47 | 'sedikit' damai

945 64 62
                                    

__________________

Hari sudah larut malam, ketika Biru tiba di rumah dan masuk lewat pintu samping yang terhubung dengan garasi.

Rentetan peristiwa buruk yang terjadi belakangan ini, termasuk ucapan Aiden kemarin sore, sangat berhasil membuat kepalanya seperti ingin pecah, saking pusing tak karuan. Semua runyam dan berantakan. Dadanya penuh oleh beragam emosi, tapi tak ada satu pun yang bisa ia luapkan.

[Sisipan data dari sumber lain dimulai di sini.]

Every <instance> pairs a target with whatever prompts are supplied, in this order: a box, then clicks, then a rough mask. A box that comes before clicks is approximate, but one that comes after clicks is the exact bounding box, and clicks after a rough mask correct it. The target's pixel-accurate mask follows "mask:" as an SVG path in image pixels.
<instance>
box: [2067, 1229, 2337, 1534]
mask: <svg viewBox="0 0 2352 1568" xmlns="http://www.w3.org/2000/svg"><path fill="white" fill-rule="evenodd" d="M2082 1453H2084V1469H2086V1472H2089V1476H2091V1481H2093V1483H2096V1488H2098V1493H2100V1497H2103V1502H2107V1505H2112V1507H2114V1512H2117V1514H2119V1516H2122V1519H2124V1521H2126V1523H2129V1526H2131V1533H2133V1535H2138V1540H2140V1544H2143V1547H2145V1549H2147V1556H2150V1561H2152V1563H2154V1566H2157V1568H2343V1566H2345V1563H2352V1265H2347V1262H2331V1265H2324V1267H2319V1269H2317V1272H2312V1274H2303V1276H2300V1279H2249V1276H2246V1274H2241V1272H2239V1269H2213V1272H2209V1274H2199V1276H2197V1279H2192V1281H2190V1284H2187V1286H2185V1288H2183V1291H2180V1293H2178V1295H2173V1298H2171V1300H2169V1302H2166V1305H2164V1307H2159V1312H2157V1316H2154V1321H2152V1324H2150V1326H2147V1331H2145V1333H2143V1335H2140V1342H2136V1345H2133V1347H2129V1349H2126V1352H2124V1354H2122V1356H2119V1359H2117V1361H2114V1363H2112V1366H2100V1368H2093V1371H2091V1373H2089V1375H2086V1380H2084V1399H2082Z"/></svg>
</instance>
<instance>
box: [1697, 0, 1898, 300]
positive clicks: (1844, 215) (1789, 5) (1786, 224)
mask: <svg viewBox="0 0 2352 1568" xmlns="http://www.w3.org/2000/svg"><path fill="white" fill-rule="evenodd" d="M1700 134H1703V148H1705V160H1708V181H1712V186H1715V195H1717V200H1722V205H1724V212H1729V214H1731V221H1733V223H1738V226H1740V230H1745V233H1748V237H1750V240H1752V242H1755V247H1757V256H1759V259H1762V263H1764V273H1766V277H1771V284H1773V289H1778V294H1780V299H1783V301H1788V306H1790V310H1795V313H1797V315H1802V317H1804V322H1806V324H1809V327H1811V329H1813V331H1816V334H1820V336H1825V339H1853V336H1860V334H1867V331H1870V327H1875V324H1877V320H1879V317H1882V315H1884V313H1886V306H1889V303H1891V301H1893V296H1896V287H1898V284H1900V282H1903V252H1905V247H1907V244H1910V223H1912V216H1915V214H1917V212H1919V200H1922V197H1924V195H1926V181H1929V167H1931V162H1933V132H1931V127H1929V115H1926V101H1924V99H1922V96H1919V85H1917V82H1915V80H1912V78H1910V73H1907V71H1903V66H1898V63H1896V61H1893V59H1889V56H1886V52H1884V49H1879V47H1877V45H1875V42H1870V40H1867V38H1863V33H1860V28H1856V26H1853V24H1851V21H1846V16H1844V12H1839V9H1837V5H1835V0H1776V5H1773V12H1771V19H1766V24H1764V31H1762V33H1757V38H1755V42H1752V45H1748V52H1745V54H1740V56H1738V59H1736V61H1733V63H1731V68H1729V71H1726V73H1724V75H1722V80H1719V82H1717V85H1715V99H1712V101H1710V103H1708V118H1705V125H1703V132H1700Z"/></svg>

"Kalau emang lo masih anggap gue temen dan punya sedikit aja hati, lo mestinya sadar buat kasi penjelasan, bukan bersikap seolah nggak terjadi apa-apa. Kebiasaan lo yang selalu diam itu bikin gue muak."

Seolah belum cukup, apa yang Monita katakan siang tadi turut terngiang di telinganya, bak ingin menambah beban pikiran.

Biru tahu dia salah karena langsung membatalkan janji, tanpa memberitahu apa yang sebenarnya terjadi. Ia juga tahu Monita pasti kesal dan kecewa, pun menganggap perasaannya sekadar bercanda. Masuk akal Aiden marah, karena cowok itu memang nggak tahu apa-apa, dan benar yang dikatakan bahwa Biru sudah melanggar banyak kesepakatan. Juga, bukan salah Monita menjadi muak pada dirinya, yang sengaja diam padahal harus beri penjelasan.

Semua salahnya. Ia akui itu.

Kalau boleh jujur, andai punya pilihan lain, Biru juga tak ingin seperti ini. Jika saja bisa, dia mau berterus terang agar mereka paham keadaannya dan nggak salah ambil kesimpulan.

Namun, hal sesederhana menceritakan perasaan kepada orang lain, justru adalah yang paling sukar Biru lakukan.

Dari dulu, Biru terbiasa menanggung sedihnya sendirian. Setelah Bunda pergi, ia tak pernah membagi duka dengan siapa pun, sebab memang tak ada orang yang benar-benar peduli. Ribuan kata penguatan, pelukan, dan semangat yang mereka berikan, Biru rasakan itu sebagai formalitas belaka, bukan yang tulus dari hati. Bahkan, sosok yang ia harapkan untuk tetap ada yakni sang ayah, malah memilih pergi bak enggan menemaninya menghadapi duka. Sudah sejak lama dia dipaksa untuk menutupi luka, dan hal itu terbawa sampai sekarang.

Terlalu sering memendam sedih seorang diri, membuat Biru tak punya keberanian untuk bercerita pada orang lain. Ia takut reaksi yang didapat tak sesuai dengan yang diharapkan. Ia takut tak ada yang benar-benar peduli. Lebih dari itu, ia takut sisi buruk yang ia tunjukkan, justru membuat mereka menjauh dan akhirnya pergi.

Mungkin, ini terkesan Biru tak menaruh percaya pada Monita dan yang lain, juga meragukan pertemanan mereka.

Nggak. Maksud dia bukan begitu.

Seperti yang pernah disinggung, Monita—dan teman lain—adalah hal indah bagi dunia Biru yang menyebalkan. Mereka adalah sisi cerah yang mampu membuat dia tertawa lepas, menikmati bagian menyenangkan sebagai remaja, dan percaya bahwa yang namanya hidup meski nggak selalu mulus, ada momen tertentu yang berjalan baik-baik saja.

Maka, mencampur hal 'indah dan menyenangkan' ini dengan masalah yang kelabu, hanya akan merusak sisi cerah yang ia miliki. Biru tak mau teman-temannya ikut merasakan dunianya yang menyebalkan. Ia tak mau mereka terkena imbas dari masalah yang ia punya. Itulah alasan mengapa Biru selalu memilih diam dan bersikap seakan nggak terjadi apa-apa, ketimbang menceritakan keluh kesahnya.

Biru sampai lupa bahwa semua hal punya limit. Dia yang terlalu tertutup dan menyimpan banyak rahasia, kini jadi masalah baru yang bikin pertemanan mereka renggang.

"Biru?"

Langkah Biru menuju tangga lekas terhenti dan pikirannya begitu cepat buyar, tatkala mendengar suara seseorang.

Tanpa perlu menoleh, ia sudah tahu yang memanggilnya adalah si mama tiri. Entah ini sebuah kebetulan atau sengaja diatur semesta, tiap kali suasana hati Biru sedang buruk dan kacau, wanita itu selalu yang paling pertama muncul menemuinya.